From: Miquel van Smoorenburg <mikevs@xs4all.net>
To: Trond Myklebust <trond.myklebust@fys.uio.no>
Cc: Yohan <ytordjman@corp.free.fr>,
Andrew Morton <akpm@linux-foundation.org>,
linux-kernel@vger.kernel.org, linux-nfs@vger.kernel.org,
Neil Brown <neilb@suse.de>,
"J. Bruce Fields" <bfields@fieldses.org>,
mikevs@xs4all.net
Subject: sunrpc: dynamically allocate credcache hashtables [was: Re: VM issue causing high CPU loads]
Date: Thu, 03 Sep 2009 16:35:14 +0200 [thread overview]
Message-ID: <1251988514.20818.22.camel@laptop> (raw)
In-Reply-To: <1251986526.18338.29.camel@heimdal.trondhjem.org>
[-- Attachment #1: Type: text/plain, Size: 2128 bytes --]

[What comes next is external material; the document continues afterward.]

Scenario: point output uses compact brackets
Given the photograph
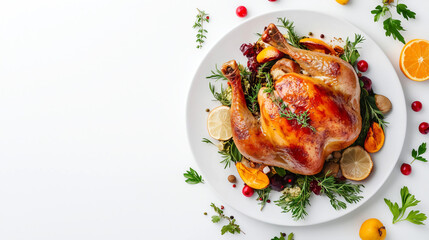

On Thu, 2009-09-03 at 10:02 -0400, Trond Myklebust wrote:
> On Thu, 2009-09-03 at 15:39 +0200, Yohan wrote:
> > > As far as I can see, there is no RPCSEC_GSS involved, so credentials
> > > should never expire. They will be reused as long as processes aren't
> > > switching between thousands and thousands of different combinations of
> > > uid, gid and groups.
> > My servers are imap servers.
> > Foreach user (~15 million) it have a specific uid over ~10 nfs netapp
> > storage.
>
> OK, so 16 hash buckets are likely to be filled with ~10^6 entries each.
> I can see that might be a performance issue...
>
> So afaics, you did try adjusting the hashtable size. How much larger
> does it have to be before you start to get acceptable performance? If it
> solves your problem we could make hash table sizes adjustable via a
> module parameter, for instance.
That is *exactly* what my patch does :)
I ported it to 2.6.31-rc8-bk2 this afternoon, that was trivial.
What I wanted to discuss was finding out if there was another solution,
or that we should build something that auto-tunes hashtable sizes, of if
there was a way to limit the size of the cache in another way.
I have the same usage pattern as Yohan (also an IMAP server for
potentially a few million different uids) - lots of uids are used, but
not simultaneously (maybe a few hundred or a thousand at the same time).
It's just that the inode/dentry/cred caches never expire because modern
boxes have lots and lots of memory.
Due to personal circumstances though I haven't been able to work on
anything much for the last few months. I apologize for keeping quiet.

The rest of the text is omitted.